These divrei Torah were adapted from the hashkafa portion of Rabbi Yissocher Frand’s Commuter Chavrusah Tapes on the weekly portion: #1152 Hashkama Minyan That Heard Parshas Zachor From a Pasul Sefer Torah. Good Shabbos!

Ringing Cloth Bells Teach Us to Perform Kodesh Humbly

The pasuk in Parshas Tezaveh says “You shall make the Robe of the Ephod entirely of turquoise wool.” [Shmos 28:31] One of the garments of the Kohen Gadol was the Meil, a kind of robe. The Torah describes how the Meil is to be made and then it says “You shall make on its hem pomegranates of turquoise, purple, and scarlet wool, on its hem all around, and gold bells between them, all around.” [Shmos 28:33] On the hem of the robe, there were little balls in the form of multi-colored pomegranates. Additionally, there were golden bells which alternated with the pomegranates around the hem of the garment. The Torah emphasizes that the sound of these bells would be heard whenever Aharon would come into or leave the Sanctuary. [Shmos 28:35]
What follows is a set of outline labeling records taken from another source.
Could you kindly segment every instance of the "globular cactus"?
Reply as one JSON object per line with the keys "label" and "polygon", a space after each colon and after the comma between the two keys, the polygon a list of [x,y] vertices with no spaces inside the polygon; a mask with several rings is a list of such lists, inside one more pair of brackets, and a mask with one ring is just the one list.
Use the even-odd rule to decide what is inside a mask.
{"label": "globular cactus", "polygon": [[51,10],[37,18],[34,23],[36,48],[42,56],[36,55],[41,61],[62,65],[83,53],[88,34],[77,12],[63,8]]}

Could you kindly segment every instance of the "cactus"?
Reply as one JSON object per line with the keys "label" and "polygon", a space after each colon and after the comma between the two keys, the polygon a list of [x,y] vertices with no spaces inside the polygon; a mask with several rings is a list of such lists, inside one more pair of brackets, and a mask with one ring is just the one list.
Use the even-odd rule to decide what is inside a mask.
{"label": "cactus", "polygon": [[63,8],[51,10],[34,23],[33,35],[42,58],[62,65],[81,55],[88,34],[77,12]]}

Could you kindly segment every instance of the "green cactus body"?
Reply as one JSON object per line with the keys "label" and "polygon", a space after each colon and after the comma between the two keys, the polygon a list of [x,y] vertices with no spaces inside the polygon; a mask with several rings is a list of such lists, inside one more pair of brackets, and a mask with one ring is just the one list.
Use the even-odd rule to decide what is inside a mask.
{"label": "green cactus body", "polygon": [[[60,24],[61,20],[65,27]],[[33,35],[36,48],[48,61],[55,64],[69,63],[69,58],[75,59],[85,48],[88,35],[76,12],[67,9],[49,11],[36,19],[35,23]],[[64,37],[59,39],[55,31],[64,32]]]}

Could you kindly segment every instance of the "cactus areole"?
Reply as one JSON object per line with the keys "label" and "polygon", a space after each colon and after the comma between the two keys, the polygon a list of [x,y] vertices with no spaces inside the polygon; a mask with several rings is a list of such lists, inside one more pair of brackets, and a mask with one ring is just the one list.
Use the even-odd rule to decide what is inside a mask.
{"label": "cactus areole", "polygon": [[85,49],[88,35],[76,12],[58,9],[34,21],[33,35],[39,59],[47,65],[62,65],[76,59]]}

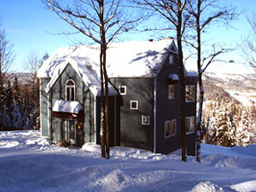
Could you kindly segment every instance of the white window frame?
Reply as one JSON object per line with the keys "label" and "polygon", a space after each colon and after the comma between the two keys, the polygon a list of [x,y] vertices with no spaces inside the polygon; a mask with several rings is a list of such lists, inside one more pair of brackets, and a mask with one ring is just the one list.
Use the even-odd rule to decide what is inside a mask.
{"label": "white window frame", "polygon": [[[193,87],[193,100],[187,100],[187,98],[186,98],[186,89],[187,89],[187,87]],[[189,92],[191,92],[191,88],[189,88]],[[196,89],[195,89],[195,85],[185,85],[185,102],[194,102],[195,101],[195,98],[196,98],[196,96],[195,96],[195,92],[196,92]],[[189,95],[190,95],[191,93],[189,92]]]}
{"label": "white window frame", "polygon": [[174,55],[169,55],[169,63],[173,64],[174,63]]}
{"label": "white window frame", "polygon": [[[172,122],[175,122],[175,134],[172,134]],[[170,135],[176,136],[177,135],[177,119],[173,119],[170,121]]]}
{"label": "white window frame", "polygon": [[[147,119],[147,122],[144,122],[144,118]],[[141,124],[142,125],[150,125],[150,116],[149,115],[143,115],[141,114]]]}
{"label": "white window frame", "polygon": [[[187,131],[186,129],[186,128],[187,128],[187,123],[186,123],[186,122],[187,122],[187,119],[192,119],[192,121],[193,121],[193,130],[192,131]],[[190,124],[191,125],[191,124]],[[191,129],[191,127],[190,127],[190,129]],[[187,116],[187,117],[185,117],[185,132],[186,132],[186,134],[191,134],[191,133],[194,133],[195,132],[195,116]]]}
{"label": "white window frame", "polygon": [[[169,123],[169,136],[166,136],[166,124]],[[163,127],[163,130],[164,130],[164,138],[169,138],[170,136],[171,136],[171,133],[170,133],[170,121],[165,121],[164,122],[164,127]]]}
{"label": "white window frame", "polygon": [[[67,84],[68,84],[69,81],[72,81],[73,85],[68,85]],[[68,98],[67,88],[69,88],[70,98]],[[74,100],[76,100],[76,84],[75,84],[73,79],[68,79],[66,81],[66,83],[65,83],[65,100],[71,100],[72,99],[72,89],[74,89],[74,93],[73,93],[74,95],[73,96],[74,96]]]}
{"label": "white window frame", "polygon": [[[132,103],[136,103],[136,107],[132,107]],[[130,109],[138,110],[139,108],[139,101],[138,100],[130,100]]]}
{"label": "white window frame", "polygon": [[[172,97],[169,97],[169,86],[172,86]],[[168,85],[168,99],[169,100],[174,100],[174,85],[173,84],[169,84]]]}
{"label": "white window frame", "polygon": [[[121,92],[121,88],[124,88],[124,92]],[[126,95],[126,86],[125,85],[120,85],[118,87],[118,89],[119,89],[120,95]]]}

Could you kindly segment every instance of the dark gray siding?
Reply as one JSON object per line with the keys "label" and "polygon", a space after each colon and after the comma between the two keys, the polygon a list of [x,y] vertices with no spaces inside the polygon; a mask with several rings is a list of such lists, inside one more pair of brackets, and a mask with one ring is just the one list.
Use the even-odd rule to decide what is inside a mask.
{"label": "dark gray siding", "polygon": [[[169,153],[181,147],[180,142],[180,90],[179,85],[174,85],[174,99],[169,100],[169,74],[179,74],[177,60],[174,57],[170,64],[169,57],[157,77],[156,82],[156,146],[155,152]],[[177,134],[165,137],[164,123],[177,120]]]}
{"label": "dark gray siding", "polygon": [[45,87],[50,78],[40,79],[40,124],[41,135],[49,137],[48,135],[48,98],[45,92]]}
{"label": "dark gray siding", "polygon": [[[188,77],[186,79],[187,85],[195,86],[195,94],[197,92],[197,77]],[[186,102],[185,112],[187,117],[194,117],[194,126],[196,129],[196,95],[195,101]],[[195,155],[195,139],[196,139],[196,131],[194,133],[189,133],[187,137],[187,154]]]}
{"label": "dark gray siding", "polygon": [[[118,145],[117,137],[115,135],[118,136],[120,129],[120,123],[118,119],[117,119],[117,113],[118,113],[117,106],[115,104],[116,96],[109,97],[109,144],[110,146]],[[101,98],[96,98],[96,144],[100,144],[100,130],[101,130]],[[115,144],[116,143],[116,144]]]}
{"label": "dark gray siding", "polygon": [[[121,95],[121,145],[153,151],[154,149],[154,78],[111,78],[118,89],[126,86],[126,95]],[[138,100],[138,110],[130,109],[130,101]],[[150,124],[141,124],[141,115],[150,116]]]}

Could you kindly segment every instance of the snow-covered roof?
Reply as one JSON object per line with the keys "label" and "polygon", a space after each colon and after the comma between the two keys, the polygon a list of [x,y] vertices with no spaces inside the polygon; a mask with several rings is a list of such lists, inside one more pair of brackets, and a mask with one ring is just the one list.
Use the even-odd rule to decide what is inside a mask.
{"label": "snow-covered roof", "polygon": [[79,114],[83,110],[83,106],[78,101],[56,100],[53,106],[52,111]]}
{"label": "snow-covered roof", "polygon": [[[131,41],[111,43],[107,50],[107,69],[109,78],[155,77],[172,39],[159,41]],[[100,95],[100,48],[98,46],[77,46],[58,48],[38,70],[38,78],[51,78],[48,92],[68,64],[77,71],[94,95]],[[117,94],[109,85],[109,95]]]}

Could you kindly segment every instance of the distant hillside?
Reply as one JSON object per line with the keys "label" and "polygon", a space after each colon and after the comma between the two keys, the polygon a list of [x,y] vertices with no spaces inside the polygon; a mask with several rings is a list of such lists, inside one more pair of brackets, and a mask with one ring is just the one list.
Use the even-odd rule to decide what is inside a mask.
{"label": "distant hillside", "polygon": [[207,72],[203,76],[206,100],[216,96],[233,97],[245,106],[256,102],[256,74],[217,74]]}

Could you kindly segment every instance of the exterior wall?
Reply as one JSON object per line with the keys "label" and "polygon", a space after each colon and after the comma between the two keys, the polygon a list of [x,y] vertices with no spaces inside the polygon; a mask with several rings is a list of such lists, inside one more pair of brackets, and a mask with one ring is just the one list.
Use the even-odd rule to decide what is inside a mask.
{"label": "exterior wall", "polygon": [[187,85],[194,85],[195,87],[195,100],[186,102],[185,112],[187,117],[194,117],[194,129],[193,133],[187,133],[187,154],[195,155],[195,142],[196,142],[196,92],[197,92],[197,78],[188,77],[186,79]]}
{"label": "exterior wall", "polygon": [[[116,96],[109,97],[109,145],[119,145],[118,140],[120,134],[120,121],[117,119],[117,114],[119,113],[118,107],[115,104]],[[101,98],[96,97],[96,144],[100,144],[100,130],[101,130]],[[116,137],[115,137],[116,135]],[[117,137],[118,136],[118,137]]]}
{"label": "exterior wall", "polygon": [[[122,146],[153,151],[154,149],[154,78],[117,78],[110,82],[118,90],[126,86],[126,94],[120,95],[120,141]],[[138,109],[130,109],[130,101],[138,100]],[[142,125],[141,115],[150,116],[150,124]]]}
{"label": "exterior wall", "polygon": [[[169,74],[179,74],[177,58],[169,63],[166,59],[156,80],[156,146],[155,152],[169,153],[181,148],[180,132],[180,89],[179,84],[174,85],[174,99],[169,100]],[[177,134],[165,137],[165,122],[177,121]]]}
{"label": "exterior wall", "polygon": [[[60,75],[50,92],[52,94],[52,106],[56,100],[65,100],[65,83],[72,79],[75,82],[75,100],[84,106],[85,120],[82,133],[78,133],[79,137],[79,145],[87,142],[94,142],[94,97],[86,86],[82,79],[71,65],[68,65]],[[52,118],[53,141],[56,143],[64,140],[64,128],[66,122],[59,118]]]}
{"label": "exterior wall", "polygon": [[48,98],[44,91],[50,78],[40,79],[40,125],[41,136],[49,137],[48,133]]}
This is the simple reading of the pesukim and this is how Rashi interprets the reason for the alternating bells and pomegranates. The Ramban argues with Rashi’s interpretation that between every two bells there was a pomegranate. If the configuration were as Rashi suggested, there would seem to be no point to the pomegranates. The Ramban understands that there were cloth pomegranates and inside each pomegranate was this pseudo bell, made also out of material in the shape of a bell. It was simply cloth against cloth and it did not ring!
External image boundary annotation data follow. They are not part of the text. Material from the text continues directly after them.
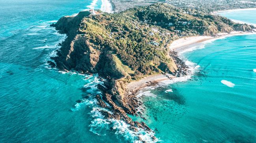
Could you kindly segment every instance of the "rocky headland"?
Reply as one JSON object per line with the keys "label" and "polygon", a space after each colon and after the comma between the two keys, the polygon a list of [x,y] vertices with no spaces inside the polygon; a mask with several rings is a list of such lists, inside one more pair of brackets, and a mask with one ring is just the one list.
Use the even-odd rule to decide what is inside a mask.
{"label": "rocky headland", "polygon": [[[167,4],[114,14],[82,11],[76,16],[62,17],[51,25],[67,37],[57,50],[57,56],[51,58],[56,65],[53,61],[49,61],[49,64],[61,70],[98,74],[105,79],[103,85],[98,86],[102,94],[96,98],[101,107],[113,114],[102,113],[106,118],[125,121],[135,131],[137,128],[151,130],[128,116],[139,115],[137,109],[142,104],[136,96],[139,88],[128,89],[128,84],[146,76],[162,74],[171,78],[170,75],[187,74],[185,63],[169,48],[172,41],[254,28],[204,12],[185,13]],[[146,86],[157,83],[149,82]]]}

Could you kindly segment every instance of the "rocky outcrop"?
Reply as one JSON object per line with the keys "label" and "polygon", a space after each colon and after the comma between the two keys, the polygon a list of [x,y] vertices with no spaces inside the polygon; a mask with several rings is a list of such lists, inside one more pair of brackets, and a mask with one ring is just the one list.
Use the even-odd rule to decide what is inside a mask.
{"label": "rocky outcrop", "polygon": [[[176,9],[170,9],[173,7],[166,4],[153,5],[149,9],[133,9],[119,14],[95,15],[88,11],[80,12],[75,16],[64,16],[51,25],[67,36],[60,44],[57,56],[51,58],[56,67],[62,70],[98,74],[105,78],[104,85],[98,86],[102,94],[96,98],[100,106],[109,109],[113,114],[102,111],[102,114],[107,118],[124,121],[135,131],[137,130],[136,127],[148,131],[151,130],[144,123],[134,121],[128,116],[127,114],[137,115],[136,109],[141,103],[136,96],[136,91],[127,94],[127,83],[152,74],[179,76],[187,72],[187,67],[177,52],[170,52],[167,48],[168,43],[178,36],[174,32],[176,31],[171,31],[174,29],[166,27],[166,24],[155,25],[153,14],[159,7],[165,13],[161,14],[166,22],[172,20],[173,17],[166,16],[171,13],[183,19],[189,18],[188,21],[191,17],[196,19],[194,25],[186,26],[185,28],[181,28],[184,25],[177,22],[178,25],[176,28],[185,29],[183,33],[212,35],[220,31],[249,31],[252,27],[246,25],[234,25],[234,23],[230,26],[223,24],[223,21],[215,22],[214,19],[219,17],[209,17],[207,18],[213,19],[207,20],[191,17]],[[162,24],[157,17],[158,23]],[[148,22],[141,22],[142,20]],[[48,63],[55,66],[52,62]]]}

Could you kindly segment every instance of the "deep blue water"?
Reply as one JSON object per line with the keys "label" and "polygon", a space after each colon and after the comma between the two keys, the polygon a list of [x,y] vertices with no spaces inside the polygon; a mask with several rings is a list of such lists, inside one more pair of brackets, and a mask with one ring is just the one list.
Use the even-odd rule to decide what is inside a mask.
{"label": "deep blue water", "polygon": [[[101,119],[93,98],[99,93],[97,75],[47,68],[65,36],[49,25],[92,2],[0,0],[0,143],[132,140],[118,132],[123,123]],[[96,4],[100,8],[101,1]],[[108,124],[116,129],[110,130]]]}
{"label": "deep blue water", "polygon": [[[0,0],[0,142],[136,141],[126,124],[102,118],[98,111],[103,109],[93,99],[100,93],[97,75],[47,67],[65,38],[49,25],[92,2]],[[101,5],[97,1],[95,8]],[[251,16],[241,13],[231,18]],[[256,23],[255,18],[246,22]],[[159,140],[256,142],[256,38],[228,37],[181,55],[200,65],[200,72],[186,82],[151,89],[156,96],[143,98],[146,122]],[[228,87],[222,80],[235,85]],[[173,93],[164,92],[171,89]],[[139,134],[148,137],[143,131]]]}
{"label": "deep blue water", "polygon": [[[235,13],[221,14],[256,24],[251,11]],[[256,142],[256,34],[192,48],[181,54],[196,67],[191,79],[142,93],[146,122],[163,142]]]}

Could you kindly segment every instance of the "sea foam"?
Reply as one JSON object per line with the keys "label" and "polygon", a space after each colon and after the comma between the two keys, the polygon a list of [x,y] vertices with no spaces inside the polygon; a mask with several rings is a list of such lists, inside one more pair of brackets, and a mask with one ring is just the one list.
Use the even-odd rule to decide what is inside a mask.
{"label": "sea foam", "polygon": [[228,81],[226,80],[222,80],[220,82],[224,85],[226,85],[230,87],[233,87],[235,86],[235,84],[232,83],[231,81]]}
{"label": "sea foam", "polygon": [[164,92],[166,93],[168,93],[170,92],[172,92],[173,91],[172,91],[172,89],[171,89],[166,90],[164,91]]}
Rav Chavel in his commentary on the Ramban notes that according to this interpretation it is hard to understand what kind of sound the “bells” made. What does the pasuk then mean when it writes “And the sound of him will be heard when he comes into the Holy”? Cloth hitting cloth does not make noise! Rav Chavel suggests an answer based on the Pesikta: It was a miracle that sound emanated from these cloth bells as if they were made of gold. Even though based on physics and acoustics the sound of cloth against cloth should have been inaudible, miraculously a sound was heard.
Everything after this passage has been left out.